A week with Vim
During the past week I’ve been learning to use Vim (gVim). Day 1 and 2 weren’t fun to say the least. But now I’m completely hooked. I’m the type of person who will sit there for hours customizing my development environment until I think it’s perfect. I’ve been playing with almost every cool plugin i can find (and wasting a lot of time in the process).
So Vim is, without a doubt, the best text editor I’ve ever used. However, that’s all it is. It’s just a text editor and I know a lot people don’t agree with me on this one, but IDE’s do help. They just make everything better. Therefore the ultimate combination would be an ide with vim as the text editor.
Netbeans jVi is the first thing I tried and it was far too limiting when you’re already used to Vim. I think this plugin would be good to someone who wished to add some Vim-like functionality to netbeans as opposed to making the netbeans text editor perfectly emulate vim7.
Vim (NerdTree, Sessions, OmniComplete w/ctags, etc..) is what I tried next. I wanted to see if I could turn vim into a sort of IDE like setup with plugins. Although I can’t give any specific reasons why, I didn’t like it…
EClim (Vim + Eclipse): I’m not a huge fan of eclipse because it’s just too slow. But after finding out about eclim I had to try it out. Basically you can either embed vim into eclipse, or have eclipse running as a daemon and vim connects to it. The results were very nice aside from one thing: it was slow which kind of defeats the purpose of vim.

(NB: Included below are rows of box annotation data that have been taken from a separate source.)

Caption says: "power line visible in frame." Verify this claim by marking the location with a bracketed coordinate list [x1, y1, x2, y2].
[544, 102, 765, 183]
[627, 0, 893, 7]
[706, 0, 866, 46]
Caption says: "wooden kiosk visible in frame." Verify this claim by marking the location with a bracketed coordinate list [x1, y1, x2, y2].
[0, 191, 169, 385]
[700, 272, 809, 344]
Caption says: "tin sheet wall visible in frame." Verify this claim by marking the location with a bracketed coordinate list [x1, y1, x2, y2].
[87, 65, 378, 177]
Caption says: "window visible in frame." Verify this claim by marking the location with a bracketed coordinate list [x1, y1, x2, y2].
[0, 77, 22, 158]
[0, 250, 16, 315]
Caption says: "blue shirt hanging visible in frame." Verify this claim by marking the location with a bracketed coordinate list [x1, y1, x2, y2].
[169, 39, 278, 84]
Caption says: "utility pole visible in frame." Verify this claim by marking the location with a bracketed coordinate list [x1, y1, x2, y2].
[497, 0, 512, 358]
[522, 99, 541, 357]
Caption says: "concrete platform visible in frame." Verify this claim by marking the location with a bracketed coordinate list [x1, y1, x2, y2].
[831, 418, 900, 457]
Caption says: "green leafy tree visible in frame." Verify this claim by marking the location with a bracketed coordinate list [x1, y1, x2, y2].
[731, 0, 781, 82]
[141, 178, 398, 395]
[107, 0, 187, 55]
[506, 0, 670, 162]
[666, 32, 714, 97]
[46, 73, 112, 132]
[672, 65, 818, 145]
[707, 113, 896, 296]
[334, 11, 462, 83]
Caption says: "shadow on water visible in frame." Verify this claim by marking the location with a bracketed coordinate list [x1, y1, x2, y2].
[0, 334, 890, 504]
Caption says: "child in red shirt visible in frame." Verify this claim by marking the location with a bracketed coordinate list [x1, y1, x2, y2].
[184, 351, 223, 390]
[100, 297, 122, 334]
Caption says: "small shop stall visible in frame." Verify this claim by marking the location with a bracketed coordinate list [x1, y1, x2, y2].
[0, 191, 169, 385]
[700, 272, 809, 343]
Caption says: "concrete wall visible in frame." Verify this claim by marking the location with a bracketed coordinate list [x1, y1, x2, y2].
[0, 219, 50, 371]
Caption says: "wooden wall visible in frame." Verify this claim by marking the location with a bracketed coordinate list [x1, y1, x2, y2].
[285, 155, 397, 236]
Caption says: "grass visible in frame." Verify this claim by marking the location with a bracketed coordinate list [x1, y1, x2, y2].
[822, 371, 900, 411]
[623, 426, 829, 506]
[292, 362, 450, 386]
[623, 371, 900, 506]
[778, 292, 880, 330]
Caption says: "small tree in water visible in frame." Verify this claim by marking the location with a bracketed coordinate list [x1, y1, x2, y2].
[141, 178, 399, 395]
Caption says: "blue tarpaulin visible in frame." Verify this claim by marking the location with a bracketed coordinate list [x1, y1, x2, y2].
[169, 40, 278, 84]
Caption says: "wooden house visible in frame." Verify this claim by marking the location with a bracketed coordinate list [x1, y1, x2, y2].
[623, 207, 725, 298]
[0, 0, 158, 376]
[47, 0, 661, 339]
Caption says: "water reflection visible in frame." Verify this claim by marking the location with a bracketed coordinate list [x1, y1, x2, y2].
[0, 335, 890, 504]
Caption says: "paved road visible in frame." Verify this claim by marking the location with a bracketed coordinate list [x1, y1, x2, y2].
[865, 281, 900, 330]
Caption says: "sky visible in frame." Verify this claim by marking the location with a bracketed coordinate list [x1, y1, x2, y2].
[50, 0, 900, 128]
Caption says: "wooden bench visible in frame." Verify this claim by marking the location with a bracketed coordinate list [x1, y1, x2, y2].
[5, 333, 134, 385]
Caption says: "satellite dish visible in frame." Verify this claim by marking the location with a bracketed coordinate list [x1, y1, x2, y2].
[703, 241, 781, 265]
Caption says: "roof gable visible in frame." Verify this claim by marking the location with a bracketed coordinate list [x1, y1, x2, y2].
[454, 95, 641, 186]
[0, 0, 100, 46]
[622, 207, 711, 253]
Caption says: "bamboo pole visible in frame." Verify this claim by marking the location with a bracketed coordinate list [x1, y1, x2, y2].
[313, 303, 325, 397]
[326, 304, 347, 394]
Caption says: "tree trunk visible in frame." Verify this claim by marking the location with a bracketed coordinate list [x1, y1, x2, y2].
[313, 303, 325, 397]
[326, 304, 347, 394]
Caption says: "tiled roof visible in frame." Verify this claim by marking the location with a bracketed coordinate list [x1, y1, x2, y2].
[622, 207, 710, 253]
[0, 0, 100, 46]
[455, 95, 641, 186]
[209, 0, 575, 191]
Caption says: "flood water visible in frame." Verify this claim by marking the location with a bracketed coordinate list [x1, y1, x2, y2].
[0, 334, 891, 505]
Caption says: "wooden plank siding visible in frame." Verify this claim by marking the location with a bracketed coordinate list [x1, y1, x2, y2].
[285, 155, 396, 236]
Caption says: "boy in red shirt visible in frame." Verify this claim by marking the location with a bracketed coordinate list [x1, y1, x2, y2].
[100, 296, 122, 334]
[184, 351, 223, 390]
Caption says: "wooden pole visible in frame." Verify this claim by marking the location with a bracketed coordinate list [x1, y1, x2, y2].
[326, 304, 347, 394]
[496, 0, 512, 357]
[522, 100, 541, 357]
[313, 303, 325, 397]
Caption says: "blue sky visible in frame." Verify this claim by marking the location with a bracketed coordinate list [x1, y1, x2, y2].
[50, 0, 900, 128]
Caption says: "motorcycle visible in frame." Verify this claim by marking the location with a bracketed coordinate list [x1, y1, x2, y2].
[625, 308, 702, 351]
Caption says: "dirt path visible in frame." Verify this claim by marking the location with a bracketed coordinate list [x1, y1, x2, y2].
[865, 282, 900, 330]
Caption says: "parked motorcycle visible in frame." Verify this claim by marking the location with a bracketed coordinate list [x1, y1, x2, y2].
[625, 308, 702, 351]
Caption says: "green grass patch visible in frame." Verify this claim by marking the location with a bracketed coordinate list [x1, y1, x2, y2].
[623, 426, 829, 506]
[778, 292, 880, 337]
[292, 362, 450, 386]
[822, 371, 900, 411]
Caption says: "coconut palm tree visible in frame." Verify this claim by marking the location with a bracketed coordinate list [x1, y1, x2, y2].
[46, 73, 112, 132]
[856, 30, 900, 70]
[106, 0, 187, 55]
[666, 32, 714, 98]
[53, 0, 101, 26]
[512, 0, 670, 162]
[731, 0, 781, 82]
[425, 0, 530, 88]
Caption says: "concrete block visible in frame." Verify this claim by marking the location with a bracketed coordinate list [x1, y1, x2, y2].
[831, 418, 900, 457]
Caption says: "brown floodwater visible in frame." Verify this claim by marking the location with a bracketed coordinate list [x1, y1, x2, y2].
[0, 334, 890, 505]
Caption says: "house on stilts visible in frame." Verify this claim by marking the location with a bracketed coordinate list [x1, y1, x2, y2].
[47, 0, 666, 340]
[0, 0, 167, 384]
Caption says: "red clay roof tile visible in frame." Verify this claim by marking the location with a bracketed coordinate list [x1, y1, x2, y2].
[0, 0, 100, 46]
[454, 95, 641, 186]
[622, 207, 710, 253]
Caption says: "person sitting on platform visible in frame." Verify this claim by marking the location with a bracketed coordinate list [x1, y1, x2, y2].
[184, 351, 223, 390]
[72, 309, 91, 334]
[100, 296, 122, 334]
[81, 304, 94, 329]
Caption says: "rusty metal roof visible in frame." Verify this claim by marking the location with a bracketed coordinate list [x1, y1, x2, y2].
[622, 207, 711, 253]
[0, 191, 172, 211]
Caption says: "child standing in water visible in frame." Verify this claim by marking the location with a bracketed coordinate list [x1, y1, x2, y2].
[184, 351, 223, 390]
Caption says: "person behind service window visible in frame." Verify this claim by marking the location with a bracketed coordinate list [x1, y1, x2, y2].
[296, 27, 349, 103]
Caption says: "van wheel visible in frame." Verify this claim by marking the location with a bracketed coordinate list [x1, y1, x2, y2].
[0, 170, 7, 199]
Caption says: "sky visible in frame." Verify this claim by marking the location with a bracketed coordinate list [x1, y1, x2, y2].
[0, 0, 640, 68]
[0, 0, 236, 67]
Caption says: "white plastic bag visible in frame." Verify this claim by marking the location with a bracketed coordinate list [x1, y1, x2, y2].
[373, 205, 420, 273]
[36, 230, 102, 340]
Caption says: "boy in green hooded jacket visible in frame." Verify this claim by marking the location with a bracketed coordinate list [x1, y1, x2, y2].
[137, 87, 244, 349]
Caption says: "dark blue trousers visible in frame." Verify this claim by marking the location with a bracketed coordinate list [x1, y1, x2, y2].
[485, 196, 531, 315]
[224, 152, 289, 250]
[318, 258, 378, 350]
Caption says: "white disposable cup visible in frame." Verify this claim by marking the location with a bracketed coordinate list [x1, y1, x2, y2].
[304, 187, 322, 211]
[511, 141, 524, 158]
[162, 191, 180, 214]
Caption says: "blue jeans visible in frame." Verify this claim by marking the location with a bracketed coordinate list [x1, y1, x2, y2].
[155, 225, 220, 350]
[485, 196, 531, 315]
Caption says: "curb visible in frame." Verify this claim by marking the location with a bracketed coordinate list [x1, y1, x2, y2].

So atm i’m still looking for the idea setup. One thing that I’ve really wanted to try was
- Visual Studio 2010
- Visual Assist X
- ViEmu
Although ViEmu is just another emulator, the idea of using vim with visual assist x sounds incredible. However, this setup would have a serious implication …. switching to windows. I don’t feel comfortable developing on a virtual machine so a dual boot might be in order.